If I then tell you, "I will give you two options... you can either bet you are right, or bet that you are wrong"

You would obviously choose to bet you are wrong, correct? Because you know you only have a 1/3 chance of being right with your guess, which means you have a 2/3 chance of being wrong. The smart bet is that your original guess was wrong.

This is actually what is happening in the game if you think about it. You pick a door and it has 1/3 chance of being the right one; since we know Monty is only going to ever reveal a goat and never the prize, we don't even NEED Monty to reveal the door at this point - we know he is going to reveal a goat, no matter what. We don't even have to wait to see which door he reveals, since that isn't going to give us more information (it is going to be a goat, no matter what). So when he asks you if you want to switch doors, he isn't asking you to switch to ONE of the other two doors, he is asking if you want to switch to having BOTH other doors as your choice. Whether he reveals the goat before or after you choose to switch doesn't matter, because you know it will always be a goat.

If that is still not clear, lets just write out all the options:

There are three doors, A B C. One has a prize, the other two have goats. Let see what happens with your two options (switch or dont switch).

In our first example, you pick door A and you are going to switch.

1/3 of the time the prize is behind door A. If the prize is behind door A, and you switch, you lose. This is 1/3 of the time, and you lose for switching.

1/3 of the time the prize is behind door B. You picked door A, so Monty reveals door C. You switch to the remaining door (B) and you win.

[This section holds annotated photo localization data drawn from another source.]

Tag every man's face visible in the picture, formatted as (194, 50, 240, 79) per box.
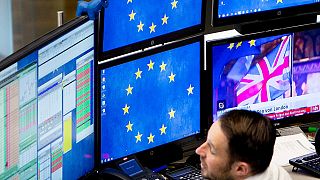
(195, 121, 234, 180)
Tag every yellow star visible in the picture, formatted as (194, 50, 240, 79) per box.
(149, 22, 156, 33)
(147, 60, 155, 71)
(236, 41, 242, 49)
(137, 21, 144, 32)
(187, 84, 194, 95)
(122, 104, 130, 115)
(168, 72, 176, 83)
(248, 40, 256, 47)
(161, 14, 169, 25)
(135, 132, 143, 143)
(129, 10, 136, 21)
(159, 62, 167, 72)
(135, 68, 142, 79)
(126, 121, 133, 132)
(126, 84, 133, 96)
(127, 0, 132, 4)
(159, 124, 167, 135)
(227, 43, 234, 50)
(147, 133, 155, 144)
(277, 0, 283, 4)
(168, 108, 176, 119)
(171, 0, 178, 9)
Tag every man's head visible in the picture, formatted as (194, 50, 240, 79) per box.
(196, 109, 276, 180)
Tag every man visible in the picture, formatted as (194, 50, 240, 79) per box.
(196, 109, 291, 180)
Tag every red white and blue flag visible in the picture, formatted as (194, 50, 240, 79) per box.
(236, 35, 292, 106)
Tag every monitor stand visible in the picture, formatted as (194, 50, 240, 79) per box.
(234, 14, 318, 35)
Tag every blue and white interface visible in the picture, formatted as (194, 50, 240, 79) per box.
(0, 20, 95, 180)
(102, 0, 203, 52)
(100, 41, 201, 163)
(217, 0, 318, 19)
(210, 26, 320, 121)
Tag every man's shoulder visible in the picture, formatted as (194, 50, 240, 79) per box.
(246, 163, 292, 180)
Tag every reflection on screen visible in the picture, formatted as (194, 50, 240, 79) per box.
(100, 42, 201, 163)
(211, 26, 320, 121)
(102, 0, 202, 52)
(0, 20, 95, 180)
(217, 0, 317, 19)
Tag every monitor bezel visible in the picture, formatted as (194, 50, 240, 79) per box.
(97, 1, 206, 60)
(96, 35, 209, 169)
(211, 1, 320, 28)
(206, 22, 320, 128)
(0, 16, 99, 179)
(0, 16, 95, 71)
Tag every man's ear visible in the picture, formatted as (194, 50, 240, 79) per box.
(232, 161, 251, 178)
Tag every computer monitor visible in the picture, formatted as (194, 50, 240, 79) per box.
(99, 0, 205, 59)
(212, 0, 320, 32)
(207, 23, 320, 127)
(0, 17, 95, 179)
(98, 36, 205, 166)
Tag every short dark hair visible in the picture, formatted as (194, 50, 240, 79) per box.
(219, 109, 276, 175)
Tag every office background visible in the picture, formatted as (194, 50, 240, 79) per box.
(0, 0, 77, 61)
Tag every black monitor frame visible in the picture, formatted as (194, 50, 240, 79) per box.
(211, 0, 320, 34)
(0, 16, 99, 179)
(206, 22, 320, 128)
(97, 1, 206, 60)
(95, 35, 210, 169)
(0, 16, 98, 71)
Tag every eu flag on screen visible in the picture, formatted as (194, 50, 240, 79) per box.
(225, 35, 290, 82)
(236, 35, 292, 106)
(100, 42, 200, 162)
(212, 39, 260, 87)
(103, 0, 202, 52)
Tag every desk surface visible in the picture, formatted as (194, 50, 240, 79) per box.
(284, 165, 319, 180)
(275, 125, 320, 179)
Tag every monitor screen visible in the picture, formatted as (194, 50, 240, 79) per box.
(212, 0, 320, 27)
(100, 0, 204, 59)
(0, 17, 95, 180)
(207, 23, 320, 126)
(98, 37, 202, 164)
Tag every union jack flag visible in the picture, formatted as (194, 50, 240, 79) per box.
(236, 35, 292, 106)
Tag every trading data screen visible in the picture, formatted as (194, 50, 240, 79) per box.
(100, 41, 201, 163)
(216, 0, 318, 19)
(102, 0, 203, 53)
(0, 20, 95, 180)
(210, 25, 320, 121)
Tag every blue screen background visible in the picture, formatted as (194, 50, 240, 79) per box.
(103, 0, 202, 52)
(217, 0, 318, 18)
(100, 42, 201, 162)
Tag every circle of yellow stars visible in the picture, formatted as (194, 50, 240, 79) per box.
(126, 0, 179, 33)
(120, 58, 195, 144)
(227, 39, 256, 51)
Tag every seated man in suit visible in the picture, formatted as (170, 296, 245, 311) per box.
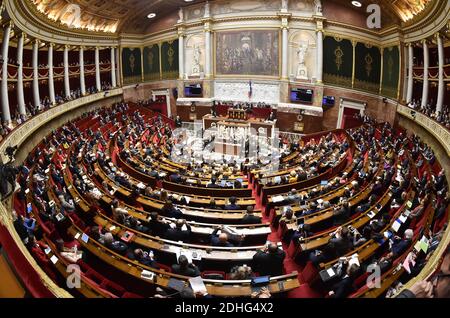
(169, 171, 182, 183)
(391, 229, 413, 257)
(328, 263, 361, 298)
(210, 230, 234, 247)
(207, 177, 220, 188)
(224, 196, 241, 210)
(241, 206, 261, 225)
(103, 232, 128, 255)
(148, 212, 170, 237)
(165, 219, 191, 243)
(252, 243, 286, 276)
(171, 255, 201, 277)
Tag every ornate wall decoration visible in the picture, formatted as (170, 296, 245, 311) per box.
(216, 30, 279, 77)
(354, 42, 381, 94)
(161, 40, 179, 80)
(211, 0, 280, 15)
(381, 45, 400, 99)
(289, 30, 317, 81)
(335, 46, 344, 71)
(30, 0, 119, 33)
(122, 47, 142, 85)
(323, 36, 353, 88)
(365, 53, 373, 77)
(143, 44, 160, 81)
(214, 81, 280, 104)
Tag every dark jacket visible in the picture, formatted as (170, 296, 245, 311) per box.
(252, 249, 286, 276)
(241, 214, 262, 225)
(171, 264, 201, 277)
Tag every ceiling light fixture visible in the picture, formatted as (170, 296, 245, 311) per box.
(147, 13, 156, 19)
(184, 0, 194, 2)
(351, 1, 362, 7)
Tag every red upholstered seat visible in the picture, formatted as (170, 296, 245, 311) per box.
(352, 272, 369, 290)
(299, 261, 319, 285)
(122, 292, 145, 298)
(100, 279, 126, 297)
(85, 269, 104, 285)
(156, 262, 172, 273)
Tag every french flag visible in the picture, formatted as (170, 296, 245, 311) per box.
(248, 80, 253, 100)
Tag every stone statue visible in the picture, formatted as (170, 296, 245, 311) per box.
(281, 0, 288, 11)
(296, 43, 309, 80)
(204, 1, 211, 18)
(314, 0, 322, 14)
(191, 45, 201, 76)
(178, 8, 184, 23)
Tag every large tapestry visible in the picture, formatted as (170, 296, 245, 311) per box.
(354, 42, 381, 94)
(381, 46, 400, 99)
(215, 30, 279, 77)
(122, 47, 142, 85)
(143, 44, 160, 81)
(161, 40, 179, 80)
(323, 36, 353, 88)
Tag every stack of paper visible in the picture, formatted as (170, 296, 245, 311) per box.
(189, 276, 207, 295)
(272, 195, 285, 203)
(50, 255, 59, 264)
(141, 270, 156, 281)
(391, 220, 401, 232)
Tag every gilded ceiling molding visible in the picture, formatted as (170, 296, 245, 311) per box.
(6, 0, 119, 47)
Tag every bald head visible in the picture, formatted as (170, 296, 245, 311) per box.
(268, 243, 278, 254)
(218, 233, 229, 243)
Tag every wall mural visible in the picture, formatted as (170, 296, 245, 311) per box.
(161, 40, 179, 80)
(381, 46, 400, 99)
(122, 48, 142, 85)
(323, 36, 353, 88)
(354, 43, 381, 94)
(143, 44, 160, 81)
(216, 30, 279, 77)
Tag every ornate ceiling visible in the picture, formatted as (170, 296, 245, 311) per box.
(27, 0, 435, 35)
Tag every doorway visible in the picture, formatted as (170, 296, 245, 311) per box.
(336, 99, 366, 129)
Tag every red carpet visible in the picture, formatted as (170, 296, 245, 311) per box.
(247, 176, 320, 298)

1/3 of the time the prize is behind door C. You picked door A, so Monty reveals door B. You switch to the remaining door (C) and you win.

Add up all those choices, and 2 out of the 3 times you win.

Now lets imagine that we DON'T switch.

1/3 of the time the prize is behind door A. Monty reveals one of the other doors, but you don't switch. You win.

1/3 of the time the prize is behind door B. Monty reveals door C, but you don't switch from A. You lose.

1/3 of the time the prize is behind door C. Monty reveals door B, but you don't switch. You lose.

So in this not switching world, you win 1/3 of the time.

In summary, switching wins 2/3rds, not switching wins 1/3.

Does that help at all?



That does help - if nothing else, adding up the outcomes manually helps to demonstrate it in a way that's not really easy to grasp on first glance. It still is kind of a spooky result which makes no sense, but at least I feel a little better about the correctness.